Her Twitter stream and Facebook is very active. She is consistently getting new followers and friends each day. And as author Alisa Valdes-Rodriguez continues to battle with Hollywood, she announced on her social media networks that she will be self-publishing the third book of The Dirty Girls Social Club series.

Early on December 31, Valdes-Rodriguez, who is alleging that the TV script adaptation of her first Dirty Girls book is “racist and sexist,” posted a proposed book cover with the working title A Call to Mountains, the third book in the series on her YFrog account.

On December 31, her Twitter stream and Facebook page is active with responses. Her latest updates on these social networks reveal her self-publishing plans, and also how much money she has made in the past on advances and how much she would make it should were to be successful with her self-publishing efforts.

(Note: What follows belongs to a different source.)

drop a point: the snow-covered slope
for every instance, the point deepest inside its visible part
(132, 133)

After listening to some readers, on January 1, Valdes-Rodriguez suggested a different title and cover. The fans have spoken: the new book series will be called Lauren’s Saints of Dirty Faith and a new cover was posted that met some reader approval:

After getting more feedback, on January 2, Valdes-Rodriguez added another cover on her Facebook page and made it official with this image, proving that the is taking the idea of “an interactive novel” seriously:

Here are just some of the updates she has posted on December 31, January 1, and January 2:

From Twitter

  • “Believe it or not, some of us still make art for reasons other than money. #latism #teamalisa
  • “Watching 8 Mile. Love Eminem. Relate a lot to him actually.”
  • “Lauren Book outline nearly done. Title: A CALL TO MOUNTAINS. Lauren quits Boston, retreats to NM, hoping for peace, spirituality, love.”
  • Okay, it’s official. DGSC book three’s title will be: LAUREN AND THE SAINTS OF DIRTY FAITH. Remember that y’all. 🙂
  • “@_luisantonio I will publish a chapter a week as ebooklets for 36 weeks, starting next month. .75cents a pop. actual book 4sale fall 2011.”
  • “@_luisantonio going the dickens route with this, see where it takes me. half chapt. avail on blog. full chapt at lulu.com for 75 cents.”
  • “My advances from pub have been about $30k lately. Self pub a chapter a week I need 833 reg readers to make that much in a year.”
  • “If Dirty Girls 3 sells same as DGSC 2 as self pub. I make $625k. If it sells like DGSC1 self pub I make $3 million. No more middle man.”
  • “And I’d make that charging you LESS than my publisher does now.

Facebook Updates

  • “To make the same amount I’ve made from publishing houses lately on a self-published serialized novel, I will only need 833 regular readers. Dirty Girls Social Club sold more than half a million copies. Book two sold close to 200,000. I think I can find 1000 of you guys to go on this journey with me!”
  • “‘Dirty Girls Social Club sets out to prove Latina can mean anything — black, white, rich, poor, Spanish-speaking, not Spanish-speaking.’ (Miami Herald)”
  • “Well, then. It’s settled. By popular demand, I declare this cover a winner! Thanks, all. I can’t wait for you to read this book!!! I am loving writing it.”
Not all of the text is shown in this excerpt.